Week 49.  Week FORTY-NINE!  Am I the only one who’s a little bit stunned by that number?  I can hardly believe that the year is almost gone.  And yet, there is still so much to savor.  Perhaps that’s part of the gift of this season… we have so much to enjoy that we can’t get too caught up in what’s ending.  I still have 22 days of loving my family to go in 2012.  What a gift!

As I type this, the children have been put to bed.  Not that they’re asleep, of course.  Behind me sit my husband and our oldest two children all piled together on the couch watching old videos of them snowboarding.  While I’m not watching, their hearty laughter makes me laugh too.  Time.  Such a precious thing, and it’s been a wonderful day where time is concerned.

I’ve thought a lot about Christmas this year and decided that while I have a long list of goals ranging from tasks around the house to gifts to make and give to events to attend and everything in between, all I really want is for it to FEEL like Christmas.  Everywhere I go this month people have been saying that it doesn’t feel like Christmas because it’s so warm outside.  Part of me has been tempted to agree, but as quickly as that comment rises to my lips my heart yells out, “No!”  The feeling of Christmas can’t depend on snow… too many people celebrate Christmas happily in warm climates for that to be true.  So it must be that I alone am responsible for whether it feels like Christmas to me.  With that thought foremost in mind, we’re doing all we can to make it feel like Christmas here, and that has meant slowing down, hanging out together in the family room, playing lots of ping pong, reading a lot of stories and cranking the Christmas music.  Dim lights and a Christmas tree in the room are a huge bonus.   My lists are taking second place to the feeling we want in our home and while I feel many moments of distress at how “behind” I am, I can’t help feeling “ahead” when I’m sitting on the couch with several children leaning on me, all of them fallen asleep during the last Christmas story of the night.

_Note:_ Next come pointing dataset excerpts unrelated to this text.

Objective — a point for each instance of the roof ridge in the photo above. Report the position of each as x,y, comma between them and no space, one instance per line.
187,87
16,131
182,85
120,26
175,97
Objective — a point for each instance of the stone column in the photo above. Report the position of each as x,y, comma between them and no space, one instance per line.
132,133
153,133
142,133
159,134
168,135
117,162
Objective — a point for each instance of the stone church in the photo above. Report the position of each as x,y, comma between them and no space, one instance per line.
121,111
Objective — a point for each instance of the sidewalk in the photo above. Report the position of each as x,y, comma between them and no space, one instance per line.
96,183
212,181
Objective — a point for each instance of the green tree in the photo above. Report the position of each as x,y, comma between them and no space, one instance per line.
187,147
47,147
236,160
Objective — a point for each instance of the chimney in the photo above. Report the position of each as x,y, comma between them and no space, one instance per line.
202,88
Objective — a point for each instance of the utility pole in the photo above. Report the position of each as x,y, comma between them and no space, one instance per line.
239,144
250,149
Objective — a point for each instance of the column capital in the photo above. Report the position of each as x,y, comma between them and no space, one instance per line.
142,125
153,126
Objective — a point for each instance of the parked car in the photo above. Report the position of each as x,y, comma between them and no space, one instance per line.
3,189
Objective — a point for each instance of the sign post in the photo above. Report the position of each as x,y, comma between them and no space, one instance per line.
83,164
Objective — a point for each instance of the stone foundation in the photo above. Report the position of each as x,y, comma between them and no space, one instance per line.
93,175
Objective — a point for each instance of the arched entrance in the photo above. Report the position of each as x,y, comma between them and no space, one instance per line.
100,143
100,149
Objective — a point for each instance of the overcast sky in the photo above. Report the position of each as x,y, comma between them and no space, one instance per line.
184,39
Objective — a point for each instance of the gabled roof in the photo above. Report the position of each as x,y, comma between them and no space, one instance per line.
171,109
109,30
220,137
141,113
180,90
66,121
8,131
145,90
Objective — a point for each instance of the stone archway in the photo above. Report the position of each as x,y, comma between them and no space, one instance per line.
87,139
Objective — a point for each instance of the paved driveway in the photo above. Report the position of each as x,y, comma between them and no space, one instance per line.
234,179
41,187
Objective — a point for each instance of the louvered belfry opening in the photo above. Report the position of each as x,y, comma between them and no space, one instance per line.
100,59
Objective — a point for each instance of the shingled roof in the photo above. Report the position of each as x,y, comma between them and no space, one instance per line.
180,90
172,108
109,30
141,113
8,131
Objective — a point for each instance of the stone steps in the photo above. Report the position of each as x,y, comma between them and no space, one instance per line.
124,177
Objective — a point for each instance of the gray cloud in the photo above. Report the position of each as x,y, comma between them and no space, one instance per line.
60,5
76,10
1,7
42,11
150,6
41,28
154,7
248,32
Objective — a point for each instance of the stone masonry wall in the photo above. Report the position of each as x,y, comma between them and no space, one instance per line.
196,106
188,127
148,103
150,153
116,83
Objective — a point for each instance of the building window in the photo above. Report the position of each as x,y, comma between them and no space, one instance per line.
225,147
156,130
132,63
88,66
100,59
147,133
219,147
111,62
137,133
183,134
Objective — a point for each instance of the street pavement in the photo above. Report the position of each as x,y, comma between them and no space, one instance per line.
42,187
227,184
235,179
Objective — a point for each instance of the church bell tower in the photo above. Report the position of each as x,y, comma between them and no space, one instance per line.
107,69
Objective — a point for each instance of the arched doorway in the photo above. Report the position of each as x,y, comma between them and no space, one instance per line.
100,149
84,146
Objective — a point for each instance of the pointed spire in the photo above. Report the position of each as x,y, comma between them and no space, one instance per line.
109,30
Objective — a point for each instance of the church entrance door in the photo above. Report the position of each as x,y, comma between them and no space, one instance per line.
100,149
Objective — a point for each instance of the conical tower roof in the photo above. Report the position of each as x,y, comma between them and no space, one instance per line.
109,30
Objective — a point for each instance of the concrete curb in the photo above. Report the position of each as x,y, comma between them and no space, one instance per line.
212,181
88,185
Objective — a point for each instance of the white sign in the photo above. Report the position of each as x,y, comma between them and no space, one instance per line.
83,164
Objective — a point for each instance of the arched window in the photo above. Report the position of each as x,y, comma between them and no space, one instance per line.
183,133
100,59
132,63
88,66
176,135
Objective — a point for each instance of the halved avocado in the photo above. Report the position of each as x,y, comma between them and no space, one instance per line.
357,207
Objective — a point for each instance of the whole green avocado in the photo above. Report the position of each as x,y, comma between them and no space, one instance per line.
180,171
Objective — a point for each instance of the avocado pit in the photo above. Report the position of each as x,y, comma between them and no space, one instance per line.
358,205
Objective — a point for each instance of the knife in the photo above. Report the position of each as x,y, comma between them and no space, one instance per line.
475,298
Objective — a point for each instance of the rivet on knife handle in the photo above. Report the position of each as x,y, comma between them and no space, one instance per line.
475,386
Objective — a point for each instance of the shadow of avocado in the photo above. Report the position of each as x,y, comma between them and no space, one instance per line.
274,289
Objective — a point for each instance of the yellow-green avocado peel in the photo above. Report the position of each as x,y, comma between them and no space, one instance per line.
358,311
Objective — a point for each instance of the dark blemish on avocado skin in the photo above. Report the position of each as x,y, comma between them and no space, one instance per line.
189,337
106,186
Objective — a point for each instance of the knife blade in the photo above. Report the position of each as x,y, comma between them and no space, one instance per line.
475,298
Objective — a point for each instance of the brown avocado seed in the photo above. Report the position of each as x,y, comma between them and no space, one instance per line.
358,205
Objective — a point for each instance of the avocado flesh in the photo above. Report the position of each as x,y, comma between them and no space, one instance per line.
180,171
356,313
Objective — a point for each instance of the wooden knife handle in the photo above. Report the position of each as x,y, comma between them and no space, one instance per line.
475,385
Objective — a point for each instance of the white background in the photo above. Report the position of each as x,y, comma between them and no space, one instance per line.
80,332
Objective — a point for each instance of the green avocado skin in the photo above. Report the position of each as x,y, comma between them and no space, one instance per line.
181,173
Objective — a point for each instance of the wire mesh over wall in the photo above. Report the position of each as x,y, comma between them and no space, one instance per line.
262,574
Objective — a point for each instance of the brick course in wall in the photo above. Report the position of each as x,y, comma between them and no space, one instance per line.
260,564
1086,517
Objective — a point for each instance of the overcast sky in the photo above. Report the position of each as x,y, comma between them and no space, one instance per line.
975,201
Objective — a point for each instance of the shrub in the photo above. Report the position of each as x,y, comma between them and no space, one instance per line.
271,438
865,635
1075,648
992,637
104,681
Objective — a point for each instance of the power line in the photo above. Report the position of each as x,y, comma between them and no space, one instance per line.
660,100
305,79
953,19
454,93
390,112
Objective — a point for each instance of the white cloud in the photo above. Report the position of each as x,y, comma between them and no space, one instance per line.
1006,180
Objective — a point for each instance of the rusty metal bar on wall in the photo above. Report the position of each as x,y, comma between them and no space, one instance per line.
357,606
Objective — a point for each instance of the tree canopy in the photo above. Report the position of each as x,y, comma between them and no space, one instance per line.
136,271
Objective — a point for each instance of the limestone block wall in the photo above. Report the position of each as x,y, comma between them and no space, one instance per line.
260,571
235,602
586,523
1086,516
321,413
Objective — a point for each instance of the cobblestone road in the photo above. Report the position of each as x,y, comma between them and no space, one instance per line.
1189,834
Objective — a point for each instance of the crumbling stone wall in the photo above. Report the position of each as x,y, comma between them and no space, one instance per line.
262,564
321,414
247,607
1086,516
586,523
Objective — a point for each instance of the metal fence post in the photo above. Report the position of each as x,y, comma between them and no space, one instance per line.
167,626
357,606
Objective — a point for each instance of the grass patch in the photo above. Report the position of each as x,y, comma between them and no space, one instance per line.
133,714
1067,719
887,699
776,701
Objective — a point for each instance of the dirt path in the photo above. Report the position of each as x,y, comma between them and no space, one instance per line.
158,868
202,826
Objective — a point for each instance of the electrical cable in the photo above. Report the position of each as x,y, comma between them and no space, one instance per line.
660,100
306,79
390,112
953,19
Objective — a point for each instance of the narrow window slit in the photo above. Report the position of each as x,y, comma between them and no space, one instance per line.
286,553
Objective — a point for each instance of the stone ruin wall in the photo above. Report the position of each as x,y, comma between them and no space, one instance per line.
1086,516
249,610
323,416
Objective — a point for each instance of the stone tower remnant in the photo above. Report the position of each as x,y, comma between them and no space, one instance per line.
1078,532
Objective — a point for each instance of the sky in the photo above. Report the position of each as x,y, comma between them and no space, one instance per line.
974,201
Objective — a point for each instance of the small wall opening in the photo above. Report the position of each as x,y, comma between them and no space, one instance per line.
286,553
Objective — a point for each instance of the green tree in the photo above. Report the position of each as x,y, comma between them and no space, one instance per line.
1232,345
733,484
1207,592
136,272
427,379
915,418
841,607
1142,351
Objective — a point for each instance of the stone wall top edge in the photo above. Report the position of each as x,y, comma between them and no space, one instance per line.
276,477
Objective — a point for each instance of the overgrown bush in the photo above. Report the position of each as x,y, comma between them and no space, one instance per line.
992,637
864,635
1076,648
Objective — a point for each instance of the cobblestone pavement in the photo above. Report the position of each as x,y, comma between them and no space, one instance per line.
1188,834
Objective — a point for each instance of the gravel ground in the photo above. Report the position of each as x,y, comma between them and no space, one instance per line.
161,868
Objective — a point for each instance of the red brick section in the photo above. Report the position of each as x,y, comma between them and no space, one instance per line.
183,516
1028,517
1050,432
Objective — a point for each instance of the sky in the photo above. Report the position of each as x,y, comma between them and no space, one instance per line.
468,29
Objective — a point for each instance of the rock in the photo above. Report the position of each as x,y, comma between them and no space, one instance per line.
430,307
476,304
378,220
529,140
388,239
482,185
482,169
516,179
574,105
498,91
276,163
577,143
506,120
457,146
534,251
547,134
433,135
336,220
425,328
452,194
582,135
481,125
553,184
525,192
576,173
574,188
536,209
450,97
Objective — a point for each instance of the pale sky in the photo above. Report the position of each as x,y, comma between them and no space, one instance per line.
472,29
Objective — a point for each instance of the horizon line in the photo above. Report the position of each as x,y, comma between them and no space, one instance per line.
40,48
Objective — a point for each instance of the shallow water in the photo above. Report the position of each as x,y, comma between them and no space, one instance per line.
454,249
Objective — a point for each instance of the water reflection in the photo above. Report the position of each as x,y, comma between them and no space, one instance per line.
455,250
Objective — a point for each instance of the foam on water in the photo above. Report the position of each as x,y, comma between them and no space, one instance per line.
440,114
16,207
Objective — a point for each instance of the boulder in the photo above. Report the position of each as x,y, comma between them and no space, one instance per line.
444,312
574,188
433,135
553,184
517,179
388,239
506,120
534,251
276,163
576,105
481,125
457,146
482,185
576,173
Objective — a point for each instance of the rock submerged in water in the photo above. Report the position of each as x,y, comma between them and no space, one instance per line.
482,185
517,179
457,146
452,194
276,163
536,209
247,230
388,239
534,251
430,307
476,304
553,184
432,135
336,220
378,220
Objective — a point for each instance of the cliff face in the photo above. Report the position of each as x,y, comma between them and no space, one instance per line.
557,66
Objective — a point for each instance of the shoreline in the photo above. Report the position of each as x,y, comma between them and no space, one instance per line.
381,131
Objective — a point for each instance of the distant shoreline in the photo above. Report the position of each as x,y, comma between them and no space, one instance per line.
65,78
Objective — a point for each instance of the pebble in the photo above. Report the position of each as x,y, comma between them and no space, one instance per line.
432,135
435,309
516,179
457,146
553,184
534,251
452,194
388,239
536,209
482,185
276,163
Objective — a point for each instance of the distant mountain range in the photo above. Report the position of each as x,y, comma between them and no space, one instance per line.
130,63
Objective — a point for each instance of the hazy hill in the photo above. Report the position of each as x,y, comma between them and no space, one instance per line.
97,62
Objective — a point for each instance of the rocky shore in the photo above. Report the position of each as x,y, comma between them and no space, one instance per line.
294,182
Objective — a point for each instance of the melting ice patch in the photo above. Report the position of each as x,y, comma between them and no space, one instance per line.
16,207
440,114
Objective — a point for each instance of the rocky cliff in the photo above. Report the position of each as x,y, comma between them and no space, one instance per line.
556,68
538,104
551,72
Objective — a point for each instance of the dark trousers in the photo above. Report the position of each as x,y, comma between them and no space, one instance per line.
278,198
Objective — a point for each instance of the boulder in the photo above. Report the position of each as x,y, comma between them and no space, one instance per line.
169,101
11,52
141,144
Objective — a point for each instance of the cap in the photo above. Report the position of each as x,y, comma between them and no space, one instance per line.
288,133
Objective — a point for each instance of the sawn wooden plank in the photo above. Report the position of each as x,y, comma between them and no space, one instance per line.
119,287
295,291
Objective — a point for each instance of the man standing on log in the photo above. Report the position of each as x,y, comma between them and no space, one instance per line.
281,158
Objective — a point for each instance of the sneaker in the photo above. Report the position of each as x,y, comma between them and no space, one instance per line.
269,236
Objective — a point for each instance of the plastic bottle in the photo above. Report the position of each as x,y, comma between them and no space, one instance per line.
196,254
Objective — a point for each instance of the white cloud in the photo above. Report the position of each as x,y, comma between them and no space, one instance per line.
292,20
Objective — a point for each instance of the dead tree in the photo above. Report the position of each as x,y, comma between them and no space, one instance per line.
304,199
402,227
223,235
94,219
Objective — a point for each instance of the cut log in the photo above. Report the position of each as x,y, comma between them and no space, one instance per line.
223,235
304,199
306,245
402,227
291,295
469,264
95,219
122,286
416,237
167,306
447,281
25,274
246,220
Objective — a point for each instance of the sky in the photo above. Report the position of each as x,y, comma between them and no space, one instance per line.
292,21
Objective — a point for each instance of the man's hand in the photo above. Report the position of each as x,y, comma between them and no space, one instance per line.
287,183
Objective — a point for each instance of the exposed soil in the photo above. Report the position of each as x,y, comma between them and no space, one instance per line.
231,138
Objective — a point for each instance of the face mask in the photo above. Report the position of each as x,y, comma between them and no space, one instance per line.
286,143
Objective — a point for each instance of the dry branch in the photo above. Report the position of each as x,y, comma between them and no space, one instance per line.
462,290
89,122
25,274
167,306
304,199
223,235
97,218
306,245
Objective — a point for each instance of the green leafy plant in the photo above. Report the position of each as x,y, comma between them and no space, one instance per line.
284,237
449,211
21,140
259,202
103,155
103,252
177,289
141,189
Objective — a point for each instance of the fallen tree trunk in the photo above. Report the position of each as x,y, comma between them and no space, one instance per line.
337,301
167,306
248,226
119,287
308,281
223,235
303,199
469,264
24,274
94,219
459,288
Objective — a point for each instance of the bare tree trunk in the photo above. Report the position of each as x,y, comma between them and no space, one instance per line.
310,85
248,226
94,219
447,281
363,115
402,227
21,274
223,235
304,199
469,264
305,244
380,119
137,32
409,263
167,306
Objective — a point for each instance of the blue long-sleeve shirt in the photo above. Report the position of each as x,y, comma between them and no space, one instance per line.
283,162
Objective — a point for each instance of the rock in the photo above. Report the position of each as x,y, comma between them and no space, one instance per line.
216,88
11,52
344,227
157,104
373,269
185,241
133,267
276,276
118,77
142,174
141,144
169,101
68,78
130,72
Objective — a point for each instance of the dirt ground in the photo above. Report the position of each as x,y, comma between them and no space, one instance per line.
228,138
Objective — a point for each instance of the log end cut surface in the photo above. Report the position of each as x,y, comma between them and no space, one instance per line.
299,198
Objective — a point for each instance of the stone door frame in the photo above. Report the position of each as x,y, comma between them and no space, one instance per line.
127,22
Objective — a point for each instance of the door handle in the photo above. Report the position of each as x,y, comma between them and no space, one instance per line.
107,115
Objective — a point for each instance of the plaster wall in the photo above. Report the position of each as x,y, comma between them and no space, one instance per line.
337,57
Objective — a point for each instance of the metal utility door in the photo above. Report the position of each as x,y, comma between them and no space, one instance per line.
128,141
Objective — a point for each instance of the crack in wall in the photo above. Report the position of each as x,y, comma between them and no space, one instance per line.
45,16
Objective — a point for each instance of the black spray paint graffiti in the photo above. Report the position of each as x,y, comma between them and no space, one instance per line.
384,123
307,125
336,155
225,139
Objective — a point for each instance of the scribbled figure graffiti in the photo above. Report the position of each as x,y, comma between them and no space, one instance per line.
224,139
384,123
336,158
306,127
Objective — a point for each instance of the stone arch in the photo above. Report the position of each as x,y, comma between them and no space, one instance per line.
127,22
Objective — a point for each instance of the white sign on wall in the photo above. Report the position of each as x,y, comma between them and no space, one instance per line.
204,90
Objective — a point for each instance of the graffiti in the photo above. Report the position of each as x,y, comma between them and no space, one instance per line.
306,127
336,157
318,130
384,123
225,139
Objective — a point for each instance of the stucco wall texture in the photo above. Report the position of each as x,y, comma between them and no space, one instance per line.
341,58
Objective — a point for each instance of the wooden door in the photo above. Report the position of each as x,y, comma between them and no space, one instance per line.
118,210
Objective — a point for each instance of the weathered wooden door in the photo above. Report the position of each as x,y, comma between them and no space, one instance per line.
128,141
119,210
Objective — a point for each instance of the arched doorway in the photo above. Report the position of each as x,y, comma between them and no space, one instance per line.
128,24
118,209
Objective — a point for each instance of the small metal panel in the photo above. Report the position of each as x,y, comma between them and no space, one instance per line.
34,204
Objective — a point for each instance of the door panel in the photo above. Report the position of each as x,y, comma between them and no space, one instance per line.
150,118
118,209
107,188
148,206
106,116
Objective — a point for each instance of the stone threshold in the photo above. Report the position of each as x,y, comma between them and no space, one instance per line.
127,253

Today several of us took long naps on the couch.  The little ones played song after song as they danced in front of the tree.  We listened to our children play the recital pieces they’ve been working on.  We were standing in the kitchen when we all looked at each other and decided on the spot that it was the perfect night to scrap the planned menu and make breakfast for dinner.  And so we did, pancakes, homemade buttermilk syrup, machacas (I have no idea how to spell that), hash browns, yogurt and, of all things, Pomegranate 7Up to drink.  I loved having the children help me cook, loved singing along with them from the kitchen while they danced.   Even my fifteen year old son did an unexpected solo performance for his little sisters that drew hearty laughter from around the house.  I looked around mid-way through my preparations and thought, “This is joy.  This is Christmas.”   So I told them all how it felt to me, that this feeling is all I want for Christmas, and that we are so incredibly blessed to have such a feeling in our home.   When we sat down to eat our feast that same goofy fifteen year old said, “Thanks, Mom!  This is the best Christmas ever!”  Of course that was followed by plenty of hints as to what he wants for Christmas, but I hope at least they heard what I was saying.  We lingered at the table as our oldest daughter shared with us the dream she had last night, in which we had gone to the beach house for our vacation and as we took the children to the water I said to them in a very kind, sweet voice, “Now be careful while you’re swimming because there are sea serpents in the water.”  She said she didn’t want to go in and I said, “But you have to!”  So she went to the water’s edge, lifted the wave like the sheet on a bed, and looked under the wave to see all the serpents scurrying around like a colony of earwigs when their hiding place is uncovered.  She applied the old poem about colors on snakes to figure out which serpents were poisonous before deciding the whole thing freaked her out and she turned to run.  Oh, we all laughed so hard!  Everyone else started sharing stories of their strange dreams and it was just so funny, so healthy, so… perfect.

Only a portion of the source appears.